Over 40 unaccompanied L-drivers in fatal road crashes since 2012

(Stock picture)
(Stock picture)

Rory Tevlin

More than 150 unaccompanied learner drivers have been involved in fatal or serious road accidents in the past five years.

Figures released by Tánaiste Frances Fitzgerald show that 42 learner drivers were involved in fatal accidents in the period from the start of 2012 to November 29, 2016.

During the same period 112 unlicenced drivers were behind the wheel on their own when they were part of a serious road traffic collision. The figures were released by the Tánaiste in response to a parliamentary question by Independent TD Tommy Broughan.

Deputy Broughan said there are a number of areas of road safety that can be improved in this country. Road Safety Authority figures show there was a 15pc rise in road deaths last year compared to 2015.

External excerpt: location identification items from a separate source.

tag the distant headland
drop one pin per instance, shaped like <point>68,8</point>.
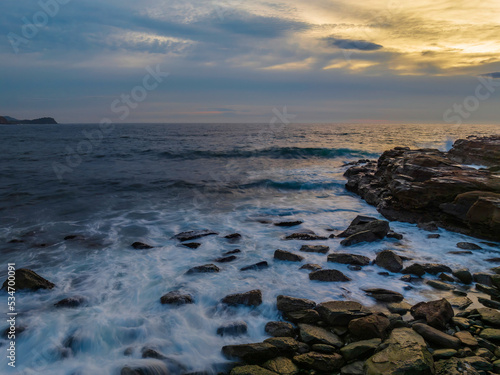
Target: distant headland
<point>7,120</point>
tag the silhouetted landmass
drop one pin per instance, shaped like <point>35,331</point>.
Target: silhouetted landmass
<point>6,120</point>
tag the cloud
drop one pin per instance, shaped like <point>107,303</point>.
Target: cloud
<point>360,45</point>
<point>495,75</point>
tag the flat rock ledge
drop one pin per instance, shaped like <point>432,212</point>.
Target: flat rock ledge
<point>427,185</point>
<point>347,338</point>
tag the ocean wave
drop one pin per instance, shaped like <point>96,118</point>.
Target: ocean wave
<point>272,152</point>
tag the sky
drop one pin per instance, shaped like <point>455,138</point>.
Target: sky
<point>377,61</point>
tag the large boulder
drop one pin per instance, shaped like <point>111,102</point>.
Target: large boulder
<point>405,354</point>
<point>251,298</point>
<point>328,276</point>
<point>436,313</point>
<point>28,280</point>
<point>389,260</point>
<point>428,185</point>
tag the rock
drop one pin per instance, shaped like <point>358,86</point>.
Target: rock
<point>288,304</point>
<point>436,313</point>
<point>328,276</point>
<point>192,245</point>
<point>28,280</point>
<point>157,368</point>
<point>251,370</point>
<point>251,353</point>
<point>454,366</point>
<point>437,337</point>
<point>206,268</point>
<point>280,329</point>
<point>355,368</point>
<point>400,308</point>
<point>439,285</point>
<point>288,223</point>
<point>478,363</point>
<point>302,316</point>
<point>435,268</point>
<point>316,335</point>
<point>176,298</point>
<point>322,249</point>
<point>463,275</point>
<point>415,269</point>
<point>405,354</point>
<point>251,298</point>
<point>233,329</point>
<point>389,260</point>
<point>256,267</point>
<point>323,348</point>
<point>226,259</point>
<point>466,338</point>
<point>281,366</point>
<point>443,354</point>
<point>193,235</point>
<point>232,252</point>
<point>370,327</point>
<point>491,334</point>
<point>305,236</point>
<point>489,303</point>
<point>360,349</point>
<point>319,361</point>
<point>352,259</point>
<point>378,228</point>
<point>446,278</point>
<point>460,303</point>
<point>285,345</point>
<point>340,313</point>
<point>468,246</point>
<point>288,256</point>
<point>141,246</point>
<point>311,267</point>
<point>422,186</point>
<point>234,237</point>
<point>384,295</point>
<point>483,278</point>
<point>489,316</point>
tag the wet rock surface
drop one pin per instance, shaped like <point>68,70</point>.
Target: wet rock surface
<point>428,185</point>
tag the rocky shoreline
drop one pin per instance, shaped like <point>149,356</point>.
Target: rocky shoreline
<point>429,186</point>
<point>451,335</point>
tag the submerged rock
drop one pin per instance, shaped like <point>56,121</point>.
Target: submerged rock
<point>193,235</point>
<point>322,249</point>
<point>28,280</point>
<point>141,246</point>
<point>389,260</point>
<point>251,298</point>
<point>384,295</point>
<point>255,267</point>
<point>176,298</point>
<point>287,256</point>
<point>233,329</point>
<point>289,304</point>
<point>206,268</point>
<point>351,259</point>
<point>75,301</point>
<point>328,276</point>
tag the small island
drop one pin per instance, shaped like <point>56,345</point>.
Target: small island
<point>7,120</point>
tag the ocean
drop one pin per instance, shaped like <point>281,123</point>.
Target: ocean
<point>147,182</point>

Deputy Broughan said unaccompanied learner drivers on our roads is one area in particular where action is required.

"The current spotlight on road safety and the need to improve it is very welcome," he said.

"Myself and civil society organisations such as PARC (Promoting Awareness, Responsibility and Care on our Roads) have been calling for such focus and prioritisation for some time now.

"There are many areas of the enforcement of our road traffic legislation that must be scrutinised and improved and the involvement of unaccompanied learner drivers is certainly one such area."

Meanwhile, Transport Minister Shane Ross last night hit out at drivers who have been banned from the roads who continue to drive while disqualified.

It has been reported that are almost 8,000 drivers on the country's roads who have disqualifications on their licences but are still driving.

Minister Ross told RTÉ News: "Those figures this morning are absolutely shocking, what we see here is a lawlessness, which a lot of people are not aware of that, those who are disqualified are simply flouting the law and driving willy nilly whether they have a licence or not or whether they are disqualified."

Mr Ross has vowed to bring forward legislation to "name and shame people" who have been banned from the road.

"It is not just a token measure because a lot of those who are disqualified are in employment, some of them are professional drivers, their employers don't know, their spouses don't know. That would mean they are outed and they won't be able to do it nearly so easily."